Citing the most recent impeachment in the House of Representatives as the reason the president should resign shows the partisan nature of the article, mimicking talking points from one side of the aisle while turning a deaf ear to every single member of the other. To assume the evangelical leaders who disagree with the outcome in Congress are not able to place truth above political agendas is the worst of assumptions and reveals a lack of objectivity. Most see the simple and pragmatic truth: Abuse of power isn’t a crime; it’s an opinion shared only by one side of the aisle. Obstruction of Congress is what happened with every private meeting in the basement and with every witness the Republicans were never allowed to call. Disagreeing with the outcome doesn’t prove bias or partiality—it simply means we have eyes and ears and the ability to come to our own conclusions—the same conclusions the majority of Americans have come to.
I would like to respectfully ask Christians who stand so vehemently against this president, what is your alternative? You have witnessed the policy achievements, the economy, the tax reforms and the stance opposing abortion and everything else. As you look at the choices on the other side of the ticket, what do you see that even remotely resembles the values your faith holds dearest? Socialism? Abortion on demand? Jailing Christian business owners? Is the valley between the two ends of the spectrum not wide? Is your disdain for the man greater than the policies and values that matter most to our faith? Or will you sit home and not vote at all? Indifference is one of the greatest diseases of this age, and the sin of silence, in one of the most critical times in history, is not an act of courage but rather a flaunting of a freedom men and women died to protect.

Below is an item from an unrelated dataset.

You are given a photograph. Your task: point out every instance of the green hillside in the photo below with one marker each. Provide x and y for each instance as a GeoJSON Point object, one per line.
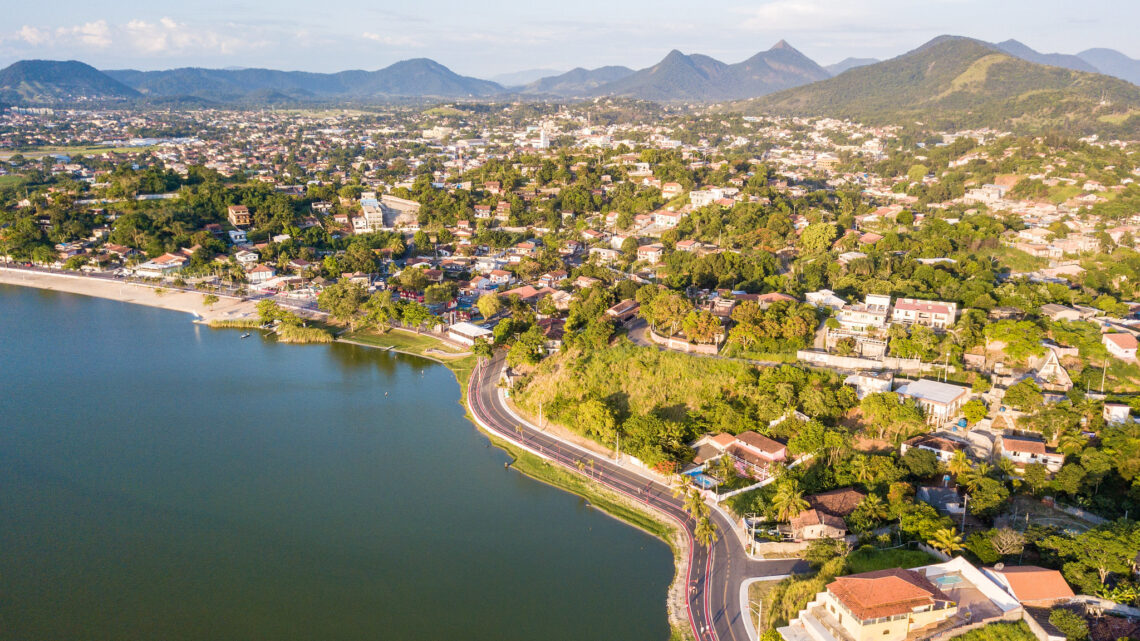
{"type": "Point", "coordinates": [959, 82]}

In the end, I can only pray that people of faith who read the article written by the outgoing editor-in-chief calling for the resignation of the president will see it for what it is and what it is not. What it is: Just the opinion of one man and not the formal representation of any denomination, group of religious leaders, or anyone in particular with any intentionality, which is why there are no quotes and no reference to anyone other than his own opinions.
What it is not: It is not representative of my thoughts or motives, nor the thoughts and motives of any religious leader I know or am in regular contact with every week—all across the nation.
Bottom line is this: Evangelical leaders and private citizens who are Christians all across this nation are stepping out of the shadows and onto the stage—off the sidelines and into the game in record numbers. Mark Galli, in his own words, also once described some of us who voted for this president when he said: “These other evangelicals often haven’t finished college, and if they have jobs (and apparently most of them don’t), they are blue-collar jobs or entry-level work.” So while the article penned as a parting shot to evangelicals who have supported Donald Trump by the outgoing editor-in-chief may represent the voice of Mark Galli, it does not represents the millions of hard-working men and women of faith or the heart or character of believers who support this president—and in no way reflects the values and heart of Christianity today in these United States of America.